Location, location, location
On April 10, the Artemis II crew splashed down in the Pacific off the California coast. They had spent 10 days in space and swung around the far side of the Moon, the first crew to make that trip in over 50 years.
Then NASA put them through an obstacle course. The test was deliberately ordinary: climb a ladder, lift something heavy, walk a straight line, hold your balance with your eyes shut. Simple things a body does without thinking. After 10 days without gravity, the body has to think about them again.
Their inner ears had recalibrated to weightlessness. Fluid had drifted up toward their heads. Blood that normally pools in your legs when you stand had stopped doing that, so the heart quietly cut their blood volume to match.
After a flight this short, none of it does lasting harm. The body still has to undo it, one system at a time.
On the way home, commander Reid Wiseman said Earth was pulling them back, and they were glad for that.
I keep thinking about that obstacle course.
We’ve built our own kind of weightlessness, and you’re probably in it right now. Call it the screen, the feed, the bright rectangle that holds your work, your friends, your news, your arguments, and most of your idle hours.
It’s a real place to do real things. I make a living in there.
You can get real work done in there, even a real laugh with someone 3 time zones away. You just can’t live there. The body won’t sign the lease.
The toll shows up the way it shows up in astronauts, slower and quieter, the same family of symptoms.
Sleep goes first. Astronauts lose theirs to artificial light and a scrambled day-night cycle, and so do we. The glow tells your brain it’s noon at 11 p.m., and the body believes the screen over the sky.

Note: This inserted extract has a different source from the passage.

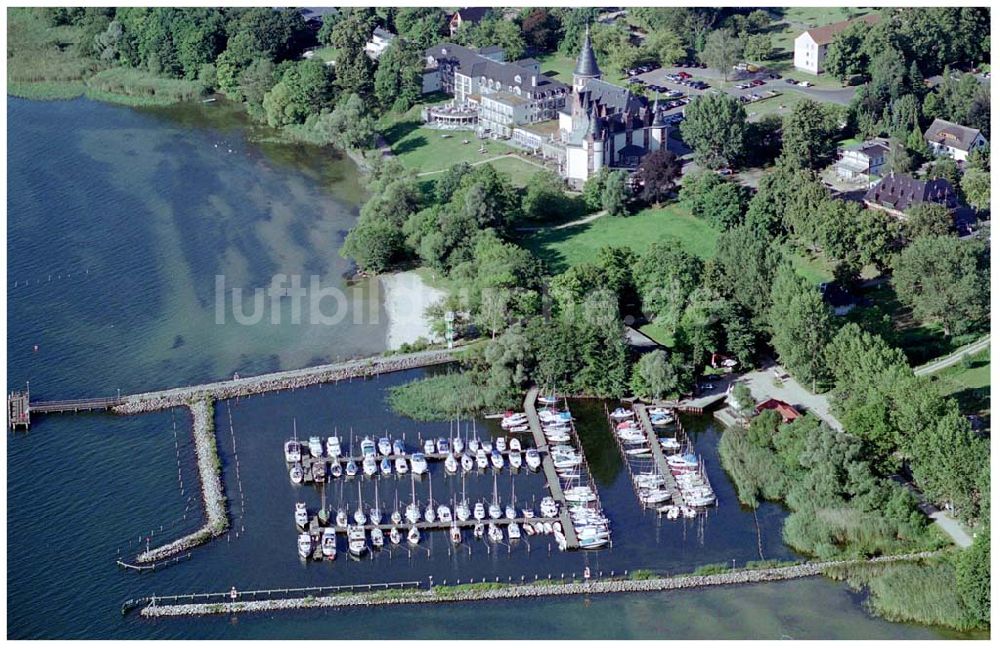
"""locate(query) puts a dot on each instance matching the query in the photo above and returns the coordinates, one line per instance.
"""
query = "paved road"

Then attention drifts, and balance in a looser sense gets harder to hold. You look up after an hour in the feed and the room feels faintly unreal, like you’ve stepped off a boat and the floor won’t stay still.
A screen is an environment. It surrounds you and quietly edits what you notice while you’re inside it.
The part most of us skim past is the form itself. What the screen does to you while you stare counts for more than whatever happens to be playing on it.
An environment has a single trick. It goes invisible. The fish is proverbially the last to notice the water, and the screen has gotten about that hard to notice.
Iain McGilchrist, a psychiatrist who’s spent a career on how the brain’s two hemispheres take in the world differently, would say the screen flatters one of them. It’s the half that abstracts and labels things, the half that’s content with a map.
The other half, the one that lives in your body and knows where you are in a room, gets less and less to do. Spend enough hours in the flattened version and the located version starts to feel optional.
That’s what slips away when the body checks out. Place. The plain fact of being somewhere.
Meaning tends to show up local. It happens at a particular table, in a particular kitchen, with the person across from you and the smell of whatever’s on the stove. Presence has an address.
The contemplatives worked this out a long time ago. They keep walking you back to the present moment and the present place: the breath in this body, the light in this room. The holy, whatever that word means to you, seems to prefer an actual body in an actual spot.
So I won’t tell you to delete anything. The astronauts went to space on purpose, and the trip was the whole point.
They had a flight plan, a recovery ship, a medical team on the deck, and an obstacle course to walk them back into their own gravity.
The astronauts planned the way down as carefully as the way up. We climb into the feed for an evening and never set a time to climb out, and the off-balance feeling afterward is the body wondering where it’s been.
Reentry is a practice, and it can be small. Put the phone in another room while you eat. Step outside once a day and let your eyes find something more than 20 feet away, which is a thing the screen never asks them to do.
Watch for the night that has no edge and the scroll with no bottom. That’s the tell. That’s your blood pooling in your legs.
The oldest rule in real estate is the only one anyone remembers. Location, location, location. It turns out to be the oldest rule in being a person, too.
You are somewhere right now, and you have always been somewhere. The body has never once managed to be anywhere but here.
Earth was pulling them back, the commander said, and they were glad of it.
Let it pull you back too. You’ve got gravity here, and a body that knows exactly what to do with it. There’s ground under you with your name on it.
Go visit the other thing. Then come home.